Having been denied the opportunity to perform the common rituals surrounding death for those he lost in the Shoah, I argue that Celan makes burial possible through a particular use of language, a praxis of poetic burial as I call it, which acquires the status of funerary rite. As we see in early poems such as “Espenbaum/Aspen Tree” (1945) the presence of the mother figure lies silently beneath the surface of every tree, flower, cloud and star; every aspect of the natural world is laden with her being, which serves as a vessel in which the presence of his mother is contained. Reconstituted almost entirely from the memory of words, affects and scenes connected to home, his mother and the Bukovinian/Ukrainian landscape, Celan’s early poems function as a receptacle in which the presence of the dead is contained.
This use of language fashions pieces of memory -- place, word and sound -- into poems that like a grave, demarcate the prior existence of a person, a people, indeed an entire world “in which human beings and books used to live” (Celan 1958). Poetry is here, in other words, a means of burying the dead. Celan makes burial possible not only by remembering the place the dead occupied in life but goes one step further to retroactively create a place for them in death, an ancient and essential rite that was denied them.

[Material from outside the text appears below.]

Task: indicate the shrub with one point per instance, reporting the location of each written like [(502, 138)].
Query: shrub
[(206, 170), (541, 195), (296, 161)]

His early poetry in this sense forges a grave – by making a tomb in and from writing for those he lost, and thus poetically conferring the dignity of burial to those from whom it was taken.
Keren Shafir, Keren Shafir, PhD candidate and fellow of the Ariane de Rothschild Women Doctoral Program at Tel Aviv University.
Aspen Tree by Paul Celan, translated into English by Michael Hamburger in Poems of Paul Celan. New York: Persea, 2002 Aspen Tree, your leaves glance white into the dark.
My mother's hair was never white.
Dandelion, so green is the Ukraine.
My yellow-haired mother did not come home.
Rain cloud, above the well do you hover? My quiet mother weeps for everyone.
Round star, you wind the golden loop.
My mother's heart was ripped by lead.
Oaken door, who lifted you off your hinges? My gentle mother cannot return.